La Direction Générale des Finances Publiques, service des impôts des particuliers de [Localité 16]-[Localité 15] a écrit un courrier du 14 octobre 2025 pour indiquer qu’elle ne serait pas représentée à l’audience et transmettre le solde restant dû par M. [V]; elle a transmis un bordereau de situation du 14 octobre 2025 mentionnant un total de 1005,47 euros restant dû au titre de la taxe foncière 2022. (Montant initial de 1224 euros).
La société [38] a indiqué par courrier du 8 septembre 2025 reçu le 12 septembre 2025 qu’elle était mandatée par la société [24] qui souhaitait la confirmation de la décision rendue par le tribunal.
Les autres créanciers n’ont ni comparu ni écrit pour faire connaître leurs observations .
MOTIFS DE LA DÉCISION
Sur la vérification de créances':
En vertu de l’article L733-12 du code de la consommationle juge saisi d’une contestation sur les mesures imposées par la commissionpeut vérifier même d’office la validité des créances et des titres qui les constatent ainsi que le montant des sommes réclamées.
Il convient de vérifier d’office les sommes réclamées par l’administration fiscale.
Tout d’abord M. [V] justifie du règlement le 25 avril 2022 de la somme de 110.181 euros qui était due à la direction départementale des finances publiques des [Localité 35] au titre de l’impôt sur le revenu 2019 suite à une proposition de transaction en date du 15 octobre 2021, signée par lui le 25 février 2022 par virement de l’office notarial des arènes à [Localité 16] à la suite de la vente d’un bien immobilier appartenant à M. Et Mme [V].
Ce règlement est établi à la lecture du relevé de compte de l’office notarial des Arènes du 5 mai 2022 et de l’attestation de Maître [E] [P] notaire associé de cette étude située à [Localité 16] du 25 avril 2024.

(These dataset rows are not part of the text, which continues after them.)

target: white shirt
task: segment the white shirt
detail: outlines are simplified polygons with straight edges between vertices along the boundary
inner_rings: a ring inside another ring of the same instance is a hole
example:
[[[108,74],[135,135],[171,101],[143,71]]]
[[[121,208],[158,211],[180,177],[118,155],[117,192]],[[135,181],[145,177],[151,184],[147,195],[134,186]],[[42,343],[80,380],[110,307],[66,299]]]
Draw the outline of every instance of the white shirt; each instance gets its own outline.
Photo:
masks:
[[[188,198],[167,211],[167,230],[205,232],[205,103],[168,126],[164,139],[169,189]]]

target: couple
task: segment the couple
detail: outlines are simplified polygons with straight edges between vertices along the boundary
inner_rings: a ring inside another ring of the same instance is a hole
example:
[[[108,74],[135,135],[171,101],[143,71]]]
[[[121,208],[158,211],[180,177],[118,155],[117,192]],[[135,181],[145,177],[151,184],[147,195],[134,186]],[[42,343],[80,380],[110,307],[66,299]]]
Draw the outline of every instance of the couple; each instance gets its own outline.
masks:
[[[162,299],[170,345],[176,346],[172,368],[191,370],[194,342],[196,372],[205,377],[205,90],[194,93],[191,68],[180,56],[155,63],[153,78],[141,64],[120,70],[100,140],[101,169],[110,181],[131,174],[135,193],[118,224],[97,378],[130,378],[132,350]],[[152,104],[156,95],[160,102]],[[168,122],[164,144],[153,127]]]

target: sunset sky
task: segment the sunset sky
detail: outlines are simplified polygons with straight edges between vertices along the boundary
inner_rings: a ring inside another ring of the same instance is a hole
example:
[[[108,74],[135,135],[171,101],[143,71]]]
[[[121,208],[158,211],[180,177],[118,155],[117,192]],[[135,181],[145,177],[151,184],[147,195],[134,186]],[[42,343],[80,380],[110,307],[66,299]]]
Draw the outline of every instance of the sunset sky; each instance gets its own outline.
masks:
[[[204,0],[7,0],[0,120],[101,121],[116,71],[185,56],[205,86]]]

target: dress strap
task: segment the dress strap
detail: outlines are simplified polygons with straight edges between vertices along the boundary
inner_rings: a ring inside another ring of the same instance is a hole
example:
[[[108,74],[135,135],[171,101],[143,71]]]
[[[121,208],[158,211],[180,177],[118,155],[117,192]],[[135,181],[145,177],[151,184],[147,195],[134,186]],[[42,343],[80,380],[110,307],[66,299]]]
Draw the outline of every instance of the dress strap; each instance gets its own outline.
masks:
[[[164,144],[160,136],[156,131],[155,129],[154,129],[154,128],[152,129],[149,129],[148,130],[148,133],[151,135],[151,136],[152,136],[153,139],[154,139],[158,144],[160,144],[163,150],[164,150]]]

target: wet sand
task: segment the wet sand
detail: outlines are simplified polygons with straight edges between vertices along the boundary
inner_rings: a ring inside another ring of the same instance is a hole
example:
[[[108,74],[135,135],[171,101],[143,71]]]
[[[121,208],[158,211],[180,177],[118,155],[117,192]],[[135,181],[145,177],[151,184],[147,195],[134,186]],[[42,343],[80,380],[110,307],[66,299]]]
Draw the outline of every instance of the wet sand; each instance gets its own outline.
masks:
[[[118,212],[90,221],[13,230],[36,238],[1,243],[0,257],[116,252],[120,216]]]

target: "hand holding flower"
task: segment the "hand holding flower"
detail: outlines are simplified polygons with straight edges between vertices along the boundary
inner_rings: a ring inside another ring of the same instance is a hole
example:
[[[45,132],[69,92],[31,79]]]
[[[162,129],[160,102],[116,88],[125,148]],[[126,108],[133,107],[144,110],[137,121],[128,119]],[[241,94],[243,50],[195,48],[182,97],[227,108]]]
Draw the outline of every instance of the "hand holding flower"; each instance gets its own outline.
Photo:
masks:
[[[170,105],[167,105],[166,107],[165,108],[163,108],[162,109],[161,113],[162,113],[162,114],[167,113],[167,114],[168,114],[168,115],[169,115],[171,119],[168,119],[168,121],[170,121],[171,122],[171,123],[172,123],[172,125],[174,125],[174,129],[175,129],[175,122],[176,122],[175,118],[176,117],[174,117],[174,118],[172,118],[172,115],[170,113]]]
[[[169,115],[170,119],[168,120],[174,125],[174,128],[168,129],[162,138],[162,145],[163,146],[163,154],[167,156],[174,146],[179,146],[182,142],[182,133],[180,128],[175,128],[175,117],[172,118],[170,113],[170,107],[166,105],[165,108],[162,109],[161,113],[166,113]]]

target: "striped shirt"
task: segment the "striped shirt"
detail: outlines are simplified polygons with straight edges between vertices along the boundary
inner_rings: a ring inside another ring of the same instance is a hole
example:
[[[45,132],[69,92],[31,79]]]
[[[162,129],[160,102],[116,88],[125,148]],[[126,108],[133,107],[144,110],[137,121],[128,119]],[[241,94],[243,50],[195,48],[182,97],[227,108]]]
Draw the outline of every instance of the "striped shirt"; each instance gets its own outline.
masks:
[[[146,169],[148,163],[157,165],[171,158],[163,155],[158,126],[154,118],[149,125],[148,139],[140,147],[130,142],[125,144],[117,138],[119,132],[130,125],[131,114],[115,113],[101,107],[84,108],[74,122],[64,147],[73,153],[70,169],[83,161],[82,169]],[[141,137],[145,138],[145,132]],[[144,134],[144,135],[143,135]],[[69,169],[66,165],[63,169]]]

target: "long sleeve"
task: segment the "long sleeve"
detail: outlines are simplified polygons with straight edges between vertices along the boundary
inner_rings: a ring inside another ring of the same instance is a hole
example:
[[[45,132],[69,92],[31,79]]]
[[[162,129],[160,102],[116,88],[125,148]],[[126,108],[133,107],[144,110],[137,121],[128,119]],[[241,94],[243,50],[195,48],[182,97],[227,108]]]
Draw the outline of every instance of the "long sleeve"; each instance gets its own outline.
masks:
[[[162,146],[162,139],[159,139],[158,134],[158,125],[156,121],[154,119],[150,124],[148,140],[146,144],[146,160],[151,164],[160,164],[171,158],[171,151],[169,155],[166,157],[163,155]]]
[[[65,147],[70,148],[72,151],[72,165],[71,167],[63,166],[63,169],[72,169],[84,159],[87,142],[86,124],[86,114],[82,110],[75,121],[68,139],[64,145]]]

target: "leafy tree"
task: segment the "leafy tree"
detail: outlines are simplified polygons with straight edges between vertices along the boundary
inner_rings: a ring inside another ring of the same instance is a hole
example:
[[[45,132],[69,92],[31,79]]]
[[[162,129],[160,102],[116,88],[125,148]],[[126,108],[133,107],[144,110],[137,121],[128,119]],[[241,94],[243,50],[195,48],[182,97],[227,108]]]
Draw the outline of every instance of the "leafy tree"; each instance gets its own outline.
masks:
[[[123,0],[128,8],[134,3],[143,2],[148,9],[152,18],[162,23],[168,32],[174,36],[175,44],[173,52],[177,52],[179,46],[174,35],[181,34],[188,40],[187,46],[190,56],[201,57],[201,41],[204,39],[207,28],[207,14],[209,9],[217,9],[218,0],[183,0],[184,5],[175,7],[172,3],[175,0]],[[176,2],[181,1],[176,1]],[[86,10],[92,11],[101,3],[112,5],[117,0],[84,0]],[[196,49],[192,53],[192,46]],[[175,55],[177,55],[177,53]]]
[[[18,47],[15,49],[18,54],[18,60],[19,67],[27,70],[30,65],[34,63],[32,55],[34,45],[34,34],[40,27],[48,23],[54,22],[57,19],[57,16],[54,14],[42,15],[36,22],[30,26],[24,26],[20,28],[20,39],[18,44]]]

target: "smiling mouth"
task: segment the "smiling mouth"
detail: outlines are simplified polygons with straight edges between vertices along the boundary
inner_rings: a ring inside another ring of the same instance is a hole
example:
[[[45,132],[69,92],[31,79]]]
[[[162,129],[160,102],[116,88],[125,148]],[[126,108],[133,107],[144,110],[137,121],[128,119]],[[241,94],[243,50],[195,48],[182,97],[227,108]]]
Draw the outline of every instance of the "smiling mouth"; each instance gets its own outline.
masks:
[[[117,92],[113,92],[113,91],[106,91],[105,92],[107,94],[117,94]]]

En outre, il est confirmé par un courrier adressé au conseil de M. [V] par l’inspecteur divisionnaire des Finances publiques M. [K] [S] du 28 octobre 2025 et un bordereau de situation du même jour du SIP [Localité 16] [Localité 15] (pièces 20 et 21 de l’appelant) dont il résulte que :
— le montant de 110.181 euros a été réglé en avril 2022,
— le solde de 35.010,60 euros se décomposait de la façon suivante :
* des pénalités d’assiette d’un montant de 20.699 euros,
* des majorations de retard d’un montant de 13.088 euros
* un montant de 1223,60 euros correspondant au solde de la taxe foncière due au titre de l’année 2022 y compris la majoration de retard de 122 euros.
— un dégrèvement des pénalités d’assiette a été accordé le 21 octobre 2025 pour un montant de 20.699 euros dans le respect des engagements qui avaient été pris lors de la transaction de 2021 et signée par M. [V] en février 2022,
— les majorations de retard de 13.088 euros viennent de faire l’objet d’une remise par le service des impôts de [Localité 16],
— M. [V] ne reste redevable au 28 octobre 2025 que de la somme de 1127,47 euros correspondant à un solde de la taxe foncière pour l’année 2022.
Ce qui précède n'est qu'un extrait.